Ecoporti, l'Italia sale in cattedra a Kazan

Il Centro internazionale di studio per la valorizzazione del mare e dell'ambiente è stato presentato nella capitale del Tatarstan, dove, grazie al contributo italiano, nascerà anche un nuovo porto galleggiante con impatto zero per l'ambiente

Da sinistra, Ramil Nizamov, vice ministro dell'Ambiente della Repubblica del Tatarstan, Francesco Signoriello, amministratore unico World Area Holding srl e Ildar Shaihiev, capo dipartimento di Ecologia dell'Università Statale Tecnologica di Ricerca di Kazan

La valorizzazione dell’ambiente e del mare passa per Kazan. Durante il convengo dei capi dipartimento di ecologia di 60 università russe, organizzato a Kazan dal 18 al 22 marzo 2013, è stato presentato il Centro internazionale di studio per la valorizzazione del mare e dell'ambiente (Cisvam), nato dall’italiano “Progetto World”, che si pone l’obiettivo di organizzare e incentivare programmi legati alla sostenibilità ambientale delle zone marittime.

Composto da università, associazioni industriali, ambientali e nautiche, oltre che da organismi di ricerca, il Cisvam vuole sviluppare la portualità sostenibile e il settore dell’ecoportualità insieme al relativo indotto (cantieristica, turismo fluviale e marittimo, nuovi materiali per la nautica, edilizia).
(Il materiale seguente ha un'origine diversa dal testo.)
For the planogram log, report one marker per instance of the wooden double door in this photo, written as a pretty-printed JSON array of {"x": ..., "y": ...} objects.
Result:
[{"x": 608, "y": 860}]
Oltre al Cisvam, nella capitale del Tatarstan è stata presentata l’imbarcazione ecologica per il turismo fluviale e lacustre, illustrata dal professor Grossi dell’Università di Trieste.

Grazie a questi progetti italiani a Kazan potrà nascere l’ecoporto galleggiante, ovvero quel sistema che permettere di costruire un porto riducendo al minimo l’impatto ambientale che generalmente ne deriva. L'ecoporto galleggiante consiste nel collegare al fondo marino un sistema di cavi per evitare la cementificazione.

Un momento del convengo dei capi dipartimento di ecologia organizzato a Kazan (Foto: Ufficio Stampa)

Il vice ministro dell’Ambiente della Repubblica del Tatarstan, che ha seguito la presentazione, ha espresso il massimo interesse affinché in un prossimo incontro a Kazan si formalizzi, con la World Area Holding, il contratto per la realizzazione dell’ecoporto galleggiante della capitale del Tatarstan. Oltre a ciò, si prenderà anche in considerazione la costruzione di diversi modelli di barche ecologiche presso i cantieri di Kazan e lo scambio di giovani per corsi di formazione ambientale e sportivi con la World Area Nautic in Italia. Al vaglio anche l’idea di organizzare l’Expo mondiale dell’ecoporto di Kazan.

Il progetto Made in Italy dell’ecoporto, poi, verrà preso in considerazione anche a Mosca, San Pietroburgo, Tomsk, Volgograd, Sochi e Belgorod. Queste città non escluderanno infine le bonifiche ambientali e la pulizia delle acque con imbarcazioni ecologiche, oltre all’ammodernamento delle infrastrutture e della logistica portuale delle città marittime e fluviali.